Клонированные фрагменты генома ВИЧ-1 были просеквенированы с помощью как универсальных вектор-специфических, так и ВИЧ-специфических праймеров (см. табл.2.5 и 2.6). Выбранные праймеры позволяли полностью просеквенировать клонированные фрагменты за счет комбинирования нескольких (от 2 до 6) достоверно секвенируемых за одну реакцию участков со средней длиной около 500 п.н., при этом перекрывание участков составляло 100-300 п.н. В результате секвенирования были определены точные длины клонированных фрагментов, представленные в табл.3.11. Для дальнейшего анализа из нуклеотидных последовательностей, полученных при секвенировании клонированных фрагментов генома ВИЧ-1, удалялись последовательности праймеров, использованных для амплифицирования. Полученные нуклеотидные последовательности представлены в приложениях I и П. Они были депонированы в базу данных "GenBank" под номерами AF413958-AF413986, AF413988-AF414005. Отдельно для каждого штамма ВИЧ-1 и каждого амплифицированного фрагмента нуклеотидные последовательности были выровнены, и для них были построены консенсусные последовательности (см. приложения I, II).
Результаты сравнительного анализа нуклеотидных последовательностей молекулярных клонов фрагментов генома ВИЧ-1 Для всех амплифицированных фрагментов геномов ВИЧ-1 были обнаружены различия между нуклеотидными последовательностями индивидуальных клонов (см. приложения I, II), отражающие либо "квазивидовое" разнообразие ВИЧ-1 в организме инфицированного пациента, либо ошибки, вносимые Tag-полимеразой во время ПЦР. В табл.3.12 приведены значения генетического расстояния между отдельными клонами одного и того же фрагмента генома, вычисленные как число нуклеотидных замен, приходящееся на 100 нуклеотидов; при этом позиции, в которых имели место делеции или вставки нуклеотидов, исключались из анализа.
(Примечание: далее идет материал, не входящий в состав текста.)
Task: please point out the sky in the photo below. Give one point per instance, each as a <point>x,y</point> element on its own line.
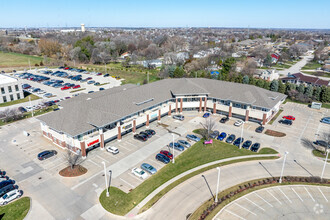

Значение генетического расстояния между клонами варьирует от 0.3 до 4.1% для штамма 00UA0116 и от 0.3 до 2.1% для штамма 00BY10443. Делеции или вставки нуклеотидов между отдельными клонами были обнаружены для фрагментов II, III, VI штамма 00UA0116 и фрагментов III, VI штамма 00BY10443 (см. табл.3.13). Делеция одного нуклеотида в клоне №1 фрагмента II штамма 00UA0116 (для краткости далее используется обозначение "клон UA-II-1") произошла в некодирующей области, тогда как делеция одного нуклеотида в клоне UA-III-2 имела место в кодирующей последовательности гена рої и поэтому приводила к сдвигу рамки считывания и образованию преждевременного стоп-кодона. Делеция 186 нуклеотидов на 3 -конце этого же клона, вероятно, является результатом деградации амплифицированного фрагмента на какой-либо из стадий молекулярного клонирования. Вставка одного нуклеотида в клоне BY-III-2 также имеет место в кодирующей последовательности гена рої и поэтому приводит к сдвигу рамки считывания и образованию преждевременного стоп-кодона. Вставка и делеции в клонах UA-VI-3 и BY-VI-1 не нарушают рамки считывания гена env, поскольку их длина кратна 3 нуклеотидам. Таким образом, из 8 обнаруженных мутаций типа делеции/вставки нуклеотидов между отдельными клонами одна является результатом процедуры клонирования, пять не приводят к нарушению рамки считывания вирусных белков и только две нарушают рамку считывания.